Graph-Based Pangenome of Actinidia chinensis Reveals Structural Variations Mediating Fruit Degreening
Published:06 Jun.2024    Source:Advanced Science
Fruit ripening is associated with the degreening process (loss of chlorophyll) that occurs in most fruit species. Kiwifruit is one of the special species whose fruits may maintain green flesh by accumulating a large amount of chlorophyll even after ripening. However, little is known about the genetic variations related to the fruit degreening process.
Here, a graph-based kiwifruit pangenome by analyzing 14 chromosome-scale haplotype-resolved genome assemblies from seven representative cultivars or lines in Actinidia chinensis is built. A total of 49 770 non-redundant gene families are identified, with core genes constituting 46.6%, and dispensable genes constituting 53.4%. A total of 84 591 non-redundant structural variations (SVs) are identified. The pangenome graph integrating both reference genome sequences and variant information facilitates the identification of SVs related to fruit color.
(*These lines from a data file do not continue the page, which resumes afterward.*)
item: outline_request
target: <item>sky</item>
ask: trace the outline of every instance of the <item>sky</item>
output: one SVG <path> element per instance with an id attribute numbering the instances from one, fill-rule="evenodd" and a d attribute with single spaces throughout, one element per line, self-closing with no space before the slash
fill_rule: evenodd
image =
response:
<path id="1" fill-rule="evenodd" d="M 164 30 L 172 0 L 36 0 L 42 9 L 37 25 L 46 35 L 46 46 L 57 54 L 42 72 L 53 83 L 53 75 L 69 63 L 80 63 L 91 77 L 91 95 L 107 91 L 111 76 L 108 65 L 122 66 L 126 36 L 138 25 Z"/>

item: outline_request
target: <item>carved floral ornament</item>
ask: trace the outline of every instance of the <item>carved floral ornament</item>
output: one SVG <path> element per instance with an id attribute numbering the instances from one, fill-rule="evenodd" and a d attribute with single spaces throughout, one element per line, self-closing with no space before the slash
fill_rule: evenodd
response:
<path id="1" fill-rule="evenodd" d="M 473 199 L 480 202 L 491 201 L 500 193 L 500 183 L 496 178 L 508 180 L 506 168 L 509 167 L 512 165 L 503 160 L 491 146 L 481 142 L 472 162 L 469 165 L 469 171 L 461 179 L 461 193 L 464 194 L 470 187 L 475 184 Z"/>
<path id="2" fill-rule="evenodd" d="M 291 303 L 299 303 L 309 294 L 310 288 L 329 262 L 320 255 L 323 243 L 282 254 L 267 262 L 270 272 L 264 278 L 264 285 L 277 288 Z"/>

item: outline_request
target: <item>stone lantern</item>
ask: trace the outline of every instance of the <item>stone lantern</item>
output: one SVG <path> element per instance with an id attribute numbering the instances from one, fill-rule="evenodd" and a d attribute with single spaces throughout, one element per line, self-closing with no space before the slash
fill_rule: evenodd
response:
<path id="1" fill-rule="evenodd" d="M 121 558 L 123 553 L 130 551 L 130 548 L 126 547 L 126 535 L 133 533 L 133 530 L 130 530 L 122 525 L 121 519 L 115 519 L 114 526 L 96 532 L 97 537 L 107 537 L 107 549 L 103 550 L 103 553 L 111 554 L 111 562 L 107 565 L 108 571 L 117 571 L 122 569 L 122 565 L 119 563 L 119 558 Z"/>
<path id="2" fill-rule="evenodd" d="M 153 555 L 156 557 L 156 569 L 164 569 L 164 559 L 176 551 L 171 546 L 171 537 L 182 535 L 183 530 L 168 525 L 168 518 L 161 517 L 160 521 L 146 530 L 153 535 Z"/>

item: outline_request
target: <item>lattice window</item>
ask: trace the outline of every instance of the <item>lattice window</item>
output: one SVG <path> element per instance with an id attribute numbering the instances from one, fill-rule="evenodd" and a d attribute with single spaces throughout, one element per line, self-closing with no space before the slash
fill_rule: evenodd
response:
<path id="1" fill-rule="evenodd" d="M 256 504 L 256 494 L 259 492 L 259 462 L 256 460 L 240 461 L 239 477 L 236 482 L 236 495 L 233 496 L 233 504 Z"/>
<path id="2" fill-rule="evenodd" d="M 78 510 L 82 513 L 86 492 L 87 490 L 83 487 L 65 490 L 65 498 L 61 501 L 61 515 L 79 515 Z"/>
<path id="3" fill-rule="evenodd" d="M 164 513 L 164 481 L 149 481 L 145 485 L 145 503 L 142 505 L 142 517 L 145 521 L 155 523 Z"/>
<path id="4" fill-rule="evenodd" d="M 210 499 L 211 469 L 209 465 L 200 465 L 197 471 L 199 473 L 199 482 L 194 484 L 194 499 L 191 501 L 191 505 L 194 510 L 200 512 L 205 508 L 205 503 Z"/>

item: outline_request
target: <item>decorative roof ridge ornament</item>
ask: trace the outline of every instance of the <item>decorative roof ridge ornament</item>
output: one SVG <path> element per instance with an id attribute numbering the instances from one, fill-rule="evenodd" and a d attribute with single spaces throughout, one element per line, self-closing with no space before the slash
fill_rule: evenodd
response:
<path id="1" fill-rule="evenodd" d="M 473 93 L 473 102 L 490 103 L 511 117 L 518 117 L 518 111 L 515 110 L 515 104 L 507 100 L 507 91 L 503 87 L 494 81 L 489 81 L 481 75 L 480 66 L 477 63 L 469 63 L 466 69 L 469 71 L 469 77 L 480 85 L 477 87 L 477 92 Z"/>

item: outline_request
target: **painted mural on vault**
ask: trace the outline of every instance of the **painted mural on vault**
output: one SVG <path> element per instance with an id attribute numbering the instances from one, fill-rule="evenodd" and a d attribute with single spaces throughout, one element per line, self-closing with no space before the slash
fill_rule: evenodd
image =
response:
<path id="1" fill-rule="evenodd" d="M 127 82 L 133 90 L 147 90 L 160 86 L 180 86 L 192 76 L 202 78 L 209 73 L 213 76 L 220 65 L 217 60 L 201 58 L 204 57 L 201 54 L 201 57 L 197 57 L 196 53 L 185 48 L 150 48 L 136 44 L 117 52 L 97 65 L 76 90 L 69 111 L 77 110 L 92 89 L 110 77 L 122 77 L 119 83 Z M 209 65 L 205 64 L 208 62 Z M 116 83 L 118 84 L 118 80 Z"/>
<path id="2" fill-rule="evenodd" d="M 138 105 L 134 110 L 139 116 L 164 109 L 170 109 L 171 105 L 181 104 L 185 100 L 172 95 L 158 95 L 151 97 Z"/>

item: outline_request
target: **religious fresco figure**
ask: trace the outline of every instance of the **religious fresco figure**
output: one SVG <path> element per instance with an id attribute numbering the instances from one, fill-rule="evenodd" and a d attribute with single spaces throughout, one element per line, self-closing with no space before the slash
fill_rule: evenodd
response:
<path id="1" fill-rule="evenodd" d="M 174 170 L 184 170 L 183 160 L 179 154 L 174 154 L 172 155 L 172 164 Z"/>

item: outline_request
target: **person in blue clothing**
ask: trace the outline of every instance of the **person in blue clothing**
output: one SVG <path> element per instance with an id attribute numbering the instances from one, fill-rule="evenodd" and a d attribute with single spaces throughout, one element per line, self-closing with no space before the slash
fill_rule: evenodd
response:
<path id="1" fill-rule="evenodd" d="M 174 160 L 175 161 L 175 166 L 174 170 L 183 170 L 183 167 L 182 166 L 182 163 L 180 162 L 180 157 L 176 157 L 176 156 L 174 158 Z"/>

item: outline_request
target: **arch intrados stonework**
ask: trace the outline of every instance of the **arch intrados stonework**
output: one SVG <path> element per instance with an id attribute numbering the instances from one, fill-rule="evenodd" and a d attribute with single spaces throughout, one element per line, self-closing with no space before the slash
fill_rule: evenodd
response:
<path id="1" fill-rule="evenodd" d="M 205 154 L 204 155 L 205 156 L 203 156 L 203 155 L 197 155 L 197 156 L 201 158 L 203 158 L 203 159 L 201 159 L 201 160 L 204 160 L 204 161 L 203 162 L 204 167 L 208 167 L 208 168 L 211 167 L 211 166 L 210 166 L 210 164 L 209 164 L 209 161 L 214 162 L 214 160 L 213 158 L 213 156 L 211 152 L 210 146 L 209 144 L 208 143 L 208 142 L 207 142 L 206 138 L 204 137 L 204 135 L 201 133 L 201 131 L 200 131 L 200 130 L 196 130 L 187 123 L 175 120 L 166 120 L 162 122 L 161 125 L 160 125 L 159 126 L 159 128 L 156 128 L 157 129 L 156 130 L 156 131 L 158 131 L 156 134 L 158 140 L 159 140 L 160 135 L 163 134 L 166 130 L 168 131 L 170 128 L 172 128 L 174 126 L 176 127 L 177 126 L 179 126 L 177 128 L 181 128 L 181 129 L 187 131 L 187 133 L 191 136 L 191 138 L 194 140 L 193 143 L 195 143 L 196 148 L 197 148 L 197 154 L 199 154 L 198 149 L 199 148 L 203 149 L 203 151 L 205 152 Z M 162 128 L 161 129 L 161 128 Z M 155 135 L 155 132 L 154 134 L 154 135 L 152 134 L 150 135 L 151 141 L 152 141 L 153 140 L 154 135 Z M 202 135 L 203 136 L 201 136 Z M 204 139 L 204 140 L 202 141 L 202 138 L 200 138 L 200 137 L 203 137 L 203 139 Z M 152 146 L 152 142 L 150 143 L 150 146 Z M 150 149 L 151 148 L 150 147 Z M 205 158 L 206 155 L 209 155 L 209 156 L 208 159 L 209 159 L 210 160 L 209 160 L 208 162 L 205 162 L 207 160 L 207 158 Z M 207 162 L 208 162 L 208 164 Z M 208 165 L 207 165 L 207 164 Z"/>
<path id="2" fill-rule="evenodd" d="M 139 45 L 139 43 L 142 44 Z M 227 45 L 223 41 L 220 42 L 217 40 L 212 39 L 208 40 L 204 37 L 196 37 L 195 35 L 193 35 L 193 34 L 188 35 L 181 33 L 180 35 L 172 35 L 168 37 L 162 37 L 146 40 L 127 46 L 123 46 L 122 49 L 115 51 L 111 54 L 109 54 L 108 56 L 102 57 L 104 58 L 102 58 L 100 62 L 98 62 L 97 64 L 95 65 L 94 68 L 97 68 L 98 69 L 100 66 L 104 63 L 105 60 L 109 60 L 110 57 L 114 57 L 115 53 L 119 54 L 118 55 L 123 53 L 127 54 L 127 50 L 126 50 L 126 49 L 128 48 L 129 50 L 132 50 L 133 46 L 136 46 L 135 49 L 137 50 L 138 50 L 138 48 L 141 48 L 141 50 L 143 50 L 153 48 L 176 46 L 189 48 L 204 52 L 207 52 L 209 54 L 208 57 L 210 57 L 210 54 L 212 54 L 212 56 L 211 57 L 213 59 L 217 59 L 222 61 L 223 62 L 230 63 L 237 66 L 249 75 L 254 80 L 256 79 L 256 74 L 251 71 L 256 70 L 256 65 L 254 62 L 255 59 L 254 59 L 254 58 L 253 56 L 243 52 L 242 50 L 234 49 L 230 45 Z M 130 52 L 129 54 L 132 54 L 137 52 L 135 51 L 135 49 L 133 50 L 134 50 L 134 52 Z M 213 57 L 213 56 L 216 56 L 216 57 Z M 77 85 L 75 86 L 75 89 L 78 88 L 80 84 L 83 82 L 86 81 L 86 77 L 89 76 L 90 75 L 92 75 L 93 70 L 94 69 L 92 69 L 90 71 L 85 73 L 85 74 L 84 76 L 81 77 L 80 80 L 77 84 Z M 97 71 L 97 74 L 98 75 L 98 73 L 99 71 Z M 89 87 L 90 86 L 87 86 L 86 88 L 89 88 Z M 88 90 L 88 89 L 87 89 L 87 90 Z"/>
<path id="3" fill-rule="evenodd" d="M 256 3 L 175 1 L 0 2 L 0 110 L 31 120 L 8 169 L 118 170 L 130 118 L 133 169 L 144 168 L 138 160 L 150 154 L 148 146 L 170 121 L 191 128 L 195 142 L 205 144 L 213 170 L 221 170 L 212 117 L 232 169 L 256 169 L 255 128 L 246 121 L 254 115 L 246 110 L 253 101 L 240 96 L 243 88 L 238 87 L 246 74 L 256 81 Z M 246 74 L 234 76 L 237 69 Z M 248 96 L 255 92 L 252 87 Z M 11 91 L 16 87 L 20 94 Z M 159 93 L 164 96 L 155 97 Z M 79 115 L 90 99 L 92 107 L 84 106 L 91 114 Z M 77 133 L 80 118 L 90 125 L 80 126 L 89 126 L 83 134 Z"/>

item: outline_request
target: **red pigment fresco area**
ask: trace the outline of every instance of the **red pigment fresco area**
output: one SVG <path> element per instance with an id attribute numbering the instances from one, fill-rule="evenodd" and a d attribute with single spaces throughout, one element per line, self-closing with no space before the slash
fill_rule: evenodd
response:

The SV in the promoter of the AcBCM gene determines its high expression in the late developmental stage of fruits, which causes chlorophyll accumulation in the green-flesh fruits by post-translationally regulating AcSGR2, a key enzyme of chlorophyll catabolism. Taken together, a high-quality pangenome is constructed, unraveled numerous genetic variations, and identified a novel SV mediating fruit coloration and fruit quality, providing valuable information for further investigating genome evolution and domestication, QTL genes function, and genomics-assisted breeding.